Одной из подруг Жемчужиной была и Дора Хазан, замминистра легкой промышленности и супруга члена Политбюро Андреева. Которая тоже держала мужа под влиянием (в том же 1952 г. ее снимут с должности, а Андреева отправят в отставку по состоянию здоровья). Что же касается “друзей, которым нельзя доверять”, то к ним относилась, например, посол Израиля в Москве Голда Меир – бывшая однокласница Жемчужиной. Старая гимназическая дружба между ними восстановилась самая закадычная, то и дело встречались, в гости захаживали на чашку чая…
А в целом получалось, что советская жизнь вернулась на “круги своя”. Все пошло так же, как в 1920-х, 1930-х. Советский Союз опять достигал величайших успехов. Но Сталин и его окружение снова варились в “своем соку”, отрываясь от действительности – и отрываясь в гораздо большей степени, чем раньше. Снова существовали непонятные “влияния”. Снова шла верхушечная грызня. Снова возникали “феодальные княжества”. Находились и дураки, карьеристы, чрезмерно ретивые исполнители. И в результате достижения оставались непоследовательными и половинчатыми. Позитивные процессы очередной раз сопровождались негативными. А благим начинаниям опять сопутствовали бедствия.
Допустим, Сталин взял курс на “штурмовое” преодоление послевоенной разрухи. И в условиях противостояния с Западом это было единственно верным решением. Только такой путь помешал США и их партнерам смять СССР и подчинить своему диктату. Но Сталин при этом провозгласил “двуединую” задачу, не просто восстанавливать хозяйство, а одновременно строить коммунизм, тот самый “земной рай”, где каждый трудящийся сможет получать “по потребностям”. И первой послевоенной пятилеткой штурм не завершился, он предполагался и дальше. По сути Сталин утратил чувство реальности. Не понимал, что бесконечно жить и трудиться в ударном режиме нельзя. Народ этого не выдержит. Да и преимущество развития тяжелой промышленности над легкой, производства средств производства над предметами потребления зашкалило все допустимые пределы, привело к “перекосам” в экономике.

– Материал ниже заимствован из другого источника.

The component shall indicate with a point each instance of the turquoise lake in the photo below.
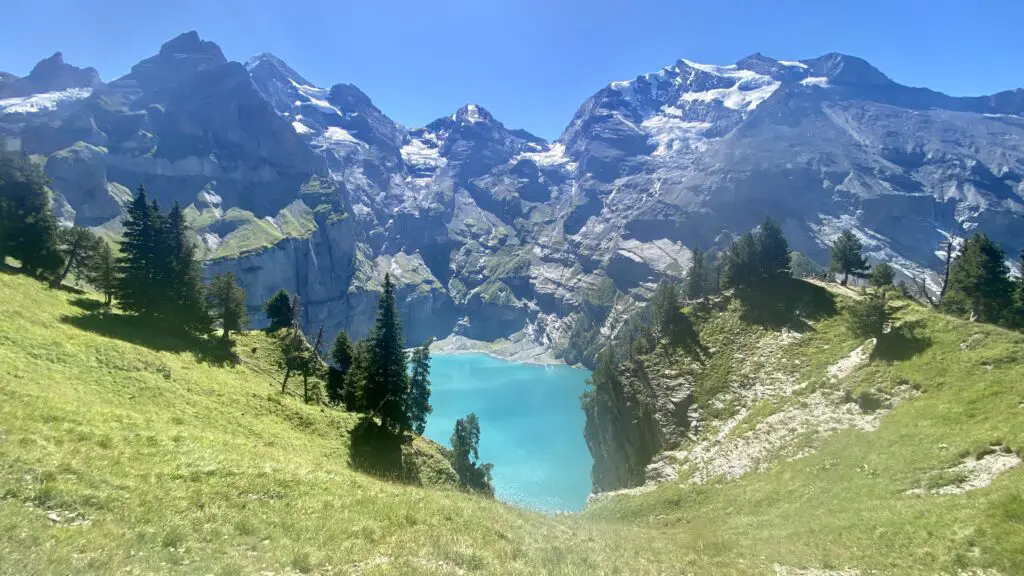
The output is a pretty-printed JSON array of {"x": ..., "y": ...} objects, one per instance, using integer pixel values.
[{"x": 530, "y": 425}]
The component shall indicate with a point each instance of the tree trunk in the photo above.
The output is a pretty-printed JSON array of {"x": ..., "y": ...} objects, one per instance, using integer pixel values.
[{"x": 58, "y": 279}]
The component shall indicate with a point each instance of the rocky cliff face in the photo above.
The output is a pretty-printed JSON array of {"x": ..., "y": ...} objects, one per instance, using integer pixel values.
[{"x": 497, "y": 234}]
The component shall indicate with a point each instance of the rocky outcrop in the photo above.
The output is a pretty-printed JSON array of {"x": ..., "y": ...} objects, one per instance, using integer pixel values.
[{"x": 646, "y": 170}]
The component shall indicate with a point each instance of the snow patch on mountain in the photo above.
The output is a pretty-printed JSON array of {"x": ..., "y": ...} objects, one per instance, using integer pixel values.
[{"x": 42, "y": 103}]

Сталин, несомненно, любил и уважал русский народ. Но вполне по-ленински полагал, что сам народ не знает своей пользы. Что его надо вести к “светлому будущему”, в том числе и силой. Он желал реального повышения уровня жизни людей. И меры для этого действительно предпринимались. С 1947 г. были отменены продуктовые карточки. Регулярно повышалась зарплата, стали снижаться цены. Восстановился 8-часовой рабочий день, выходные, отпуска, улучшались условия труда, отдыха, повышался уровень медицинского обеспечения.
Однако в это же время сохранялся тяжелейший гнет на крестьян. Они по-прежнему жили без паспортов, на них не распространялось пенсионное обеспечение.А в послевоенные годы под руководством А.А. Андреева, отвечавшего за сельское хозяйство, гайки стали закручиваться еще туже. В 1946 г. у колхозников урезали приусадебные участки (которые в войну разрешалось расширять), обложили очень высокими налогами и право торговать на рынке, и эти самые участки – вплоть до каждого фруктового дерева. А в 1948 г. было “настоятельно рекомендовано” сдать государству мелкий скот, который дозволялось держать по колхозным уставам. И так же, как в годы коллективизации, колхозники принялись резать свою живность – за полгода было тайно забито 2 млн свиней, овец, коз [27].
После того, как наломал дров Андреев, руководить сельским хозяйством был назначен другой “специалист” – Н.С. Хрущев. И начал свои “реформы”. Провел “укрупнение” колхозов – их число сократилось втрое. Предписал, чтобы основной производственной единицей были не звенья (в звеньях, как правило, работали семьями), а бригады – с объединением и перемешиванием звеньев. А вдобавок выдвинул проект “агрогородов”. Вознамерился окончательно преодолеть “противоречия между городом и деревней” – чтобы крестьяне жили в настоящих городах, в многоквартирных домах, без всяких подсобных хозяйств, только работали не на заводах, а на полях. Это грозило полным разрушением сельского хозяйства, и такую “реформу” все же не допустили. Но и сам Сталин был против снижения налогов с крестьян, в последние годы жизни все еще заявлял, что “мужик у нас в долгу” – за то, что большевики ему “дали землю”. И даже колхозы считал лишь переходной формой хозяйства. Полагал, что со временем они будут преобразованы в совхозы, и крестьяне перейдут на положение рабочих.